由于我被姥爺直接養大,所以對父母是姐姐、姐夫的感覺。
姥爺沒有兒子,我随母姓,正好延續了他的血脈。
我從小覺得這是個陰謀。
我的母系是個暴力家族,從原始社會開始,隻要打仗就沖鋒在前。
19世紀末他們仍舞槍弄棒,在百萬軍中取上将首級,但洋人造了大炮,他們接二連三地陣亡。
我的母系從此棄武從文,轉變後的家風中,據說隻有一人尚存武将氣概,他是姥爺的弟弟,在西部戈壁的監獄中勞改,家裡人叫他“二老爺”。
我五歲時,姥爺回老家祭祖,驚訝地發現祖墳成了露天泳池,方想到自己一生多災多難,原來全因壞了風水。
姥爺歸來,召集所有家庭成員商讨,但都對祖墳被淹束手無策,看來我的母系真是沒落。
他們讨論的結果是,隻有一個人能避開那可怕的災難,因為他年紀輕輕就被趕出家門——他就是監獄中的二老爺。

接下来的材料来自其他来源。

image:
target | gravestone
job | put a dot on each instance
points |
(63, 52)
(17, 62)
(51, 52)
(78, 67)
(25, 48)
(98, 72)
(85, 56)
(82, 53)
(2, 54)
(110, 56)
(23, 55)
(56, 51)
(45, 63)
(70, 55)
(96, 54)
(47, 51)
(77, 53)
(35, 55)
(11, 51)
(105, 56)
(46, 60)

姥爺說,祖墳上被無數男女浮遊,按照風水必生惡子,繼承母姓,我便充滿危險。
從此我又改回父姓,回到父母身邊。
我想,父親對我是一種算不過來賬的感覺。
我保持着小舅子的自我認識,他倆對我的腦門也保持着警惕。
母親在夜校初中畢業後,又生了個男孩,已長到三歲。
他愛在地上爬來爬去,在床下、桌子下、椅子下有無數藏身之地——據母親講,這也是我父親的習性,他在單位複雜的人事變動中總能找到自己的位置。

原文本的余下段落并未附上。